Surprising elements of the book are the extent to which Paulson describes former President Bush’s involvement in the crisis. While not up to his elbows in the relentless firestorm, Bush is here more engaged than has been apparent in other accounts. Paulson goes so far as to repeatedly express admiration for his former boss characterizing him as intelligent and able to put others at ease.
He also weighs in on the four personalities on the Democratic and Republican presidential tickets. He was impressed by Obama’s intelligence and notes that they spoke nearly each day during the crisis, but that these conversations ended as soon as Obama was elected. He is more neutral about the Republican ticket, though he expresses a certain irritation about exchanges with Palin. On the whole, he steps back and has a chuckle with the reader about the obvious political brinksmanship of both tickets, and nearly all of Washington. But through it all, Paulson describes how he persevered, and at certain critical junctures prayed. Reactions to his oft-mentioned prayer will vary. Some may admire his faith and others will ridicule it. That he resorted to it rather spontaneously, in a variety of settings, does indicate quite profoundly how filled with doubt was the former Secretary of the Treasury about his earthly ability to manage so extreme a financial crisis. No doubt, images of troubled genuflection are not what most would anticipate in reading this book.

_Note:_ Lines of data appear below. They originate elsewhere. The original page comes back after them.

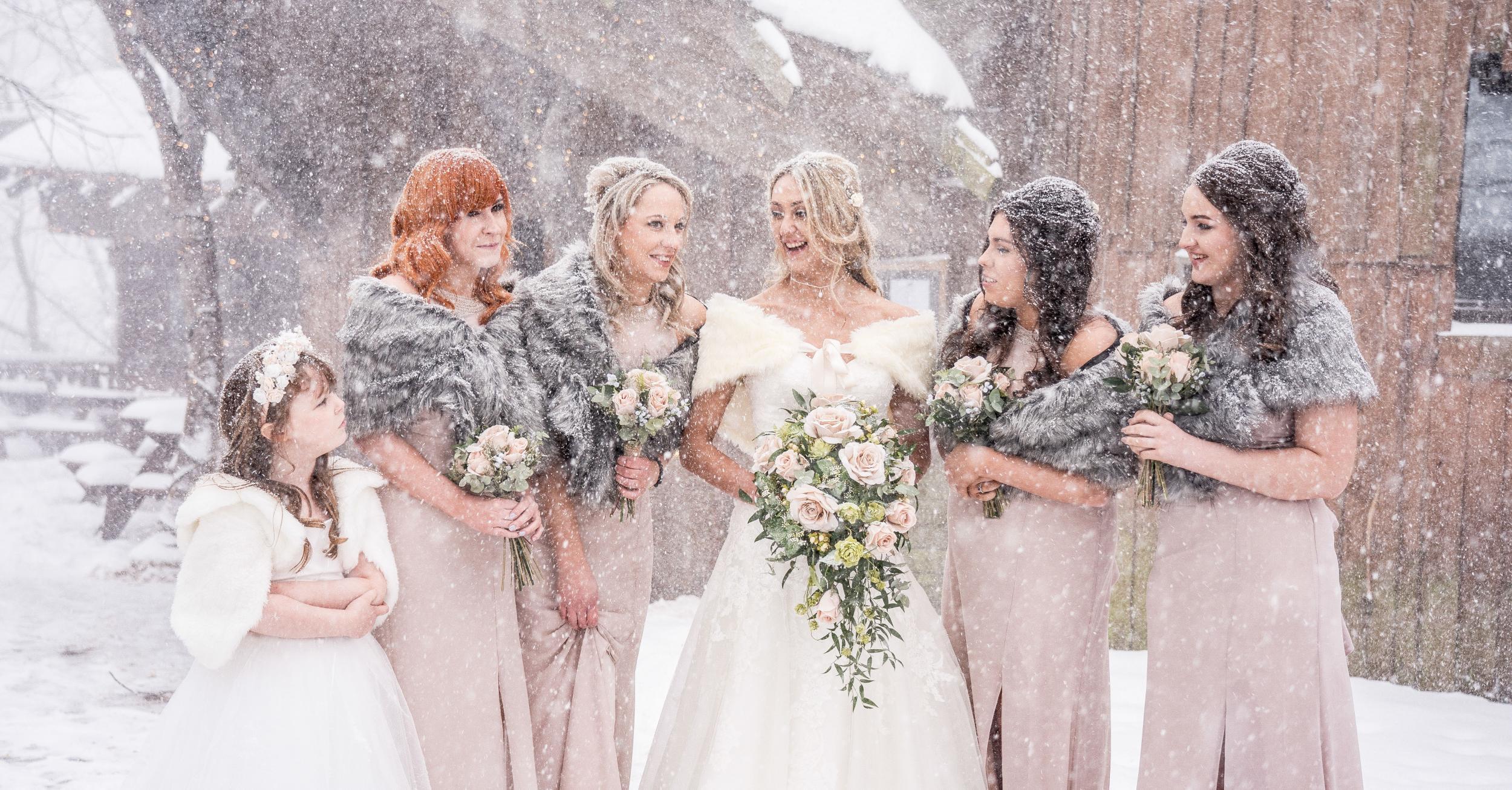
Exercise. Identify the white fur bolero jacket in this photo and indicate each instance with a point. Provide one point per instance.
(238, 538)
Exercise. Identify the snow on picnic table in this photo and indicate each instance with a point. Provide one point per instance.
(86, 659)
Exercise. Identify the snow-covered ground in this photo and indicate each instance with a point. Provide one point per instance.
(86, 659)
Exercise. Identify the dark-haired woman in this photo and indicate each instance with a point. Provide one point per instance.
(1248, 677)
(286, 570)
(1027, 594)
(433, 355)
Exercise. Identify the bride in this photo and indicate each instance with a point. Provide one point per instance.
(751, 706)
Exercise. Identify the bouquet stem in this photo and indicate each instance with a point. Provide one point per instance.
(994, 507)
(1151, 478)
(518, 550)
(628, 505)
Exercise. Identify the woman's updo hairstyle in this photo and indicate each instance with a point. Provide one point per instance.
(836, 224)
(1262, 195)
(1056, 230)
(614, 186)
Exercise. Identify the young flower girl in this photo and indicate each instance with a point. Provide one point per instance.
(286, 570)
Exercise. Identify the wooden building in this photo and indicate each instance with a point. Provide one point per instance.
(1123, 96)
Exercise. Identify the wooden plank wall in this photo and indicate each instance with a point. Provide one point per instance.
(1367, 97)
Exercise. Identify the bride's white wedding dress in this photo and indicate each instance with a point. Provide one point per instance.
(751, 706)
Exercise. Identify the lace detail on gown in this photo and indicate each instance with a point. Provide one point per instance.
(752, 704)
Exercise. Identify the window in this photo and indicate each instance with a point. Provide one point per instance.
(1484, 241)
(918, 282)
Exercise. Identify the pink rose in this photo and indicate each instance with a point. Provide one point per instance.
(865, 462)
(766, 447)
(515, 450)
(790, 464)
(971, 396)
(977, 369)
(832, 423)
(495, 437)
(903, 516)
(882, 541)
(827, 612)
(657, 399)
(905, 471)
(625, 402)
(812, 508)
(478, 464)
(1180, 364)
(1165, 337)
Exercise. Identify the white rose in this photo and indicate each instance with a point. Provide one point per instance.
(971, 396)
(478, 464)
(865, 462)
(812, 508)
(1166, 337)
(515, 449)
(832, 423)
(882, 541)
(1180, 364)
(766, 447)
(977, 369)
(790, 464)
(657, 399)
(495, 437)
(905, 471)
(903, 516)
(827, 612)
(1150, 364)
(627, 401)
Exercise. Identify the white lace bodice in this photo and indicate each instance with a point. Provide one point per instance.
(767, 358)
(772, 390)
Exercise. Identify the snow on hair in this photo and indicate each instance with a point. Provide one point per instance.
(830, 186)
(443, 186)
(614, 186)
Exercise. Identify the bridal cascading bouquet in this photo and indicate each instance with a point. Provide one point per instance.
(642, 404)
(836, 490)
(498, 462)
(968, 396)
(1166, 371)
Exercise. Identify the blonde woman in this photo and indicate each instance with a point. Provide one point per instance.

If you have not yet consumed your fill of financial crisis books, this one is easily digestible, filled with interesting information, though with a certain amount of the inevitable artificial flavor. Champions of Paulson will no doubt see their admiration bolstered. Others will immediately recognize certain unabashed spin, and wrestle to judge the veracity of much of Paulson’s account, but will not doubt the fervor of his mission. Questions regarding whether certain institutions, most especially Goldman Sachs, were favored over others will not find answers in this book.
Ted Sturtz is Editor-in-Chief of the New York Journal of Books and a former Lehman Brothers Senior Vice President.